By Omar Kanjwal:
The past two weeks in the Kashmir Valley have been anything but uneventful. There was a record low turnout rate of 7% for the by-poll elections in the Srinagar Lok Sabha constituency and nine Kashmiris were shot dead. The voter turnout was a message to the Indian government that the people of Kashmir will wholeheartedly reject the electoral process so long as they remain under their control.
Disaffection for the Indian democratic process in Kashmir did not occur overnight. It has been the culmination of decades of political missteps and failed policies that have violated both basic democratic principles and international law. From the alleged election-rigging in 1987 to the alleged mass rapes and killings conducted by the Army officials, this has been a gradual process that has steadily pushed Kashmiris to the limits of what they can bear.
The events of last summer and now this past week indicate that Kashmiris have hit their tipping point. With the death of Burhan Wani, a figure cherished by many throughout the Valley, Kashmiris are now beginning to indicate that enough is enough. If the massive protests over the past summer, mourning the death of one considered to be a ‘terrorist’ by the Indian people was not clear enough, perhaps a 7% voter turnout in Srinagar district is.
Kashmiris have historically voted in the Indian elections for issues of basic governance such as road upkeep, employment, and welfare. The poor turnout for by poll elections this cycle suggests that Kashmiris are now willing to sacrifice these essential goods for the sake of their freedom.
Further, it is clear that Kashmiris have given up on pro-India political parties like the People’s Democratic Party and the National Conference. Mehbooba Mufti’s tenure as the chief minister of the state has been a complete and utter disaster from the moment it began.
Omar Abdullah likewise has little political saliency in the region after his similarly disastrous time in office before her. Now that electoral participation has become an afterthought, puppets of the state like Mufti and Abdullah will not be able to reverse these trends.
As Hindutva politics dominates Indian political discourse, Kashmiris will only become more adamant in their calls for freedom. Why would they want to remain in the union where so many support the Hindutva agenda?
There’s just one question for India. Is there any way to turn things around? Perhaps at one point in time, the removal of the Armed Forces Special Powers Act or a return to semi-autonomy would have been able to quell sentiments of independence temporarily.
However, instead of making attempts to bridge the gap between the people of Kashmir and the Indian State, India has instead signalled that they plan on doing the exact opposite. The rise to power of Yogi Adityanath, a controversial BJP leader who at one point stated, “If they take one Hindu girl, we will take 100 Muslim girls” is evidence of this.

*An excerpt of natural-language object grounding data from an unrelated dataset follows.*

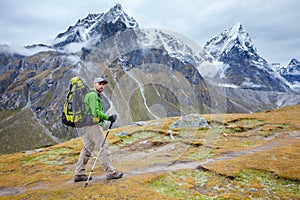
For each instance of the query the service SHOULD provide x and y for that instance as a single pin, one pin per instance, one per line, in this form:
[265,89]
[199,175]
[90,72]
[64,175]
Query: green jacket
[93,104]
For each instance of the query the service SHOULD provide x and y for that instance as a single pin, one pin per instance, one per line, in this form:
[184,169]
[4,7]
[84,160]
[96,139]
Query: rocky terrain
[152,74]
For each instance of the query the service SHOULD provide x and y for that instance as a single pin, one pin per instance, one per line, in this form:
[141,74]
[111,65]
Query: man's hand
[112,118]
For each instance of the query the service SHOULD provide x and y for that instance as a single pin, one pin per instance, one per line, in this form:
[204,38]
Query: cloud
[272,25]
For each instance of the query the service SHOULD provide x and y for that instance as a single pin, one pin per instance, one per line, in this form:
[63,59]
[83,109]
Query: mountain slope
[95,28]
[152,74]
[241,155]
[244,67]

Kashmiris are concerned about the growing wave of anti-Muslim activity in India, as quite regularly, news spreads of a Muslim man being beaten to death by angry Hindu mobs for eating beef.
Summer has always been the major season for unrest and protest in the Valley. As Kashmir begins to thaw from the cold winter, India should expect an even stronger wave of protests than last year. Unlike the unrest of past summers, this season brings with it a new sense of urgency that had not existed before. Burhan Wani’s death along with the death of nine other Kashmiris will be at the forefront of the mind of the Kashmiri people. In short, the problem is going nowhere, anytime soon.
Liberal Indians must now ask themselves, is it still in the nation’s best interest to grip onto the Valley for dear life? Each passing summer adds dead Kashmiri men and women to the nation’s collective moral conscience.”
Few options remain for the Indian government in Kashmir. Kashmiris will continue to resist Indian occupation in the Valley regardless of whatever efforts with good faith the government attempts. Liberal Indians must now ask themselves, is it still in the nation’s best interest to grip onto the Valley for dear life?
Each passing summer adds dead Kashmiri men and women to the nation’s collective moral conscience. Time is running out for India to make amends for these crimes. So long as India continues to allow communalism and militarism to dominate the discourse on the Kashmir issue, Kashmiris will not listen. India will not like their response.